I only almost got caught stealing.
I was friends with a girl named Robin who had an even more fucked up home life than I did. Her mother was a waitress in a truck stop and her dad was a drunk. She had a little brother named Scotty. I remember Scotty’s favorite form of entertainment was to prank call Taco Bell. He was a weird little shit. However, I can say that “Bite my bell beefer” is a phrase that has stuck with me because of Scotty.
Anyway, Robin and I took a bus to Covington, KY, which is where I lived when I went to Catholic school, back before I was a junior criminal.
I needed shorts. I had money for bus fare home and that was it. But still, I needed shorts.
I will never forget these shorts. I found them at a Goodwill.
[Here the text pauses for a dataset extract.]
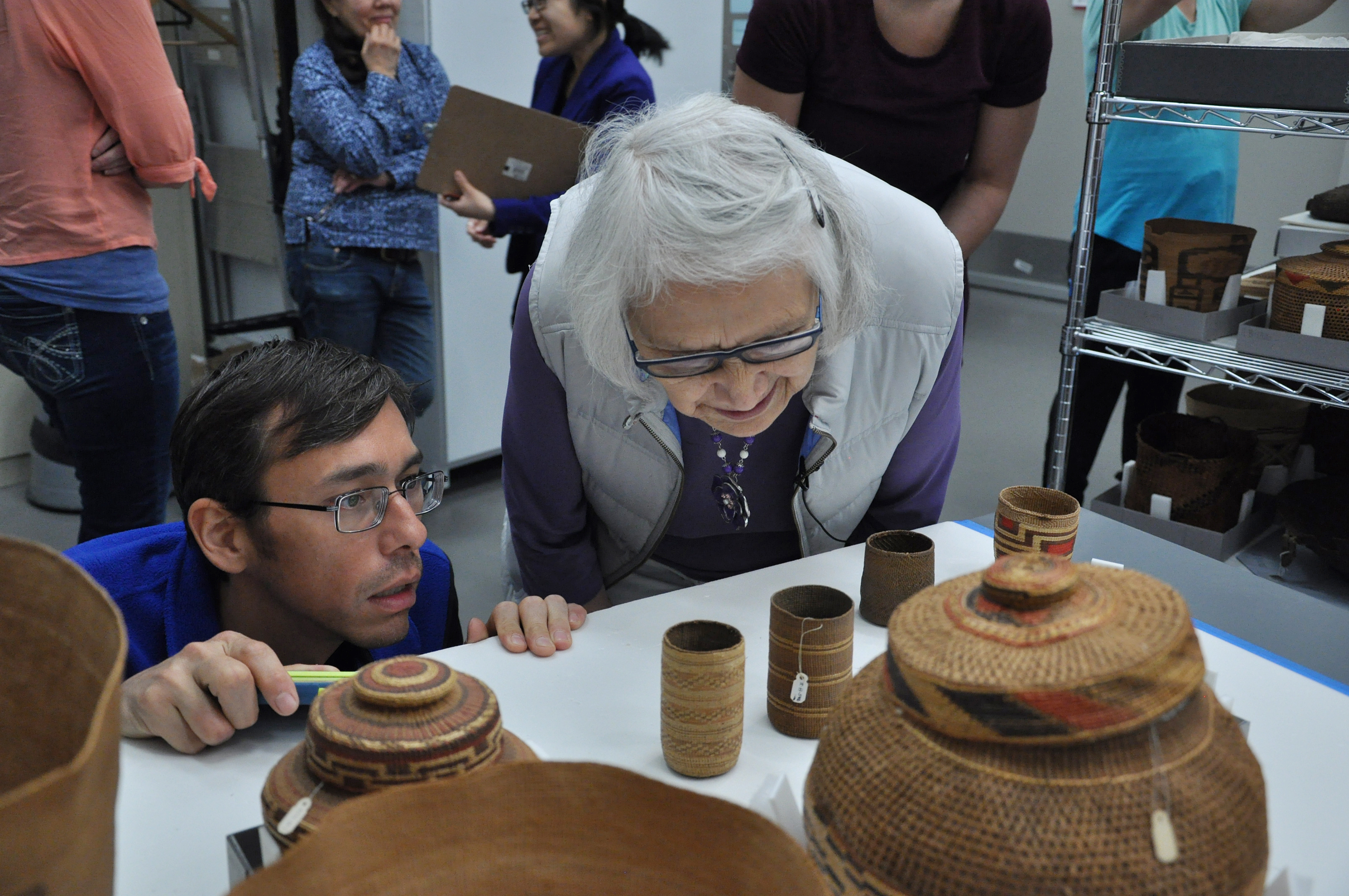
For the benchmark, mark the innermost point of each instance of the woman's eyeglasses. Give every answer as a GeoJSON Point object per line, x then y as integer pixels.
{"type": "Point", "coordinates": [365, 508]}
{"type": "Point", "coordinates": [760, 353]}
They were denim and had big blue buttons down the sides like sailor shorts. I didn’t want to take the time to try them on and lift them that way. Besides, it was Goodwill. I certainly didn’t have to worry about getting busted at a Goodwill.
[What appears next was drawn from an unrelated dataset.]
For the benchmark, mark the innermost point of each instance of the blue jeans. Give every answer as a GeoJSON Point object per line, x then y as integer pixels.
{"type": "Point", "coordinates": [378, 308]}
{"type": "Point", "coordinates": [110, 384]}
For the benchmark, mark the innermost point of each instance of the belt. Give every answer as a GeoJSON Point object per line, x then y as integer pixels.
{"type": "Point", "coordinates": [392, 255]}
When I told Randy this story, he interrupted me.
Randy: Michelle Ruth. You shoplifted from a Goodwill?
Me: Well, I needed shorts and they were really cute.
Randy: Yeah, but a Goodwill?
Me: I don’t think I cared where I shoplifted from.
So, I’m walking around with a pair of shorts shoved under my t-shirt and down the front of my pants, when I see this old blue hair talking excitedly to the woman working the register and pointing. At me.
I was so busted.
I didn’t hesitate, I grabbed Robin by the arm and we ran from the store. We ran down the block and we didn’t stop until we were both winded.
I think I expected to see the entire police force, perhaps headed up by the blue hair carrying a torch following close behind us.
Robin was happy. We almost got caught and then we didn’t. I was not happy. I did not want to get caught stealing. I didn’t realize how very much I didn’t want to get caught stealing until I nearly got caught stealing.
We ducked into a library and I ditched the shorts in a garbage can in the bathroom. Robin was beside herself. Why? Why would I throw away a perfectly good pair of shorts that I had successfully stolen?
I couldn’t keep the shorts. I was too shaken.
I didn’t think I’d ever get caught and I nearly got caught at Goodwill. Robin was pissy the whole bus ride home. In fact, after that, she seemed to find a lot of fault with me and we drifted apart. Not that it mattered, my family was moving again anyway. New school. New friends. In the country.
There were no stores to walk to when we moved to Dry Ridge, KY.
I like to think I changed my ways because I nearly got busted, but honestly, it may have just been due to lack of opportunity. By the time I escaped Dry Ridge, KY, I was an adult, working full time and entering adulthood, where I would be perpetually in debt. Probably, because I actually started paying for things I wanted.
So, how do I feel looking back? Not guilty. Well, I was guilty, but I don’t feel guilty about it. I learned a lot about how to be a good person through trial and error. I certainly didn’t get through my childhood unscathed. I’m glad I never got caught stealing. I had enough trauma as a kid.
Randy was concerned that I would be opening myself up for ridicule by talking openly about being a delinquent, but I am not concerned. Pretty sure if anyone gave me shit, my response would be “Bite my bell beefer”.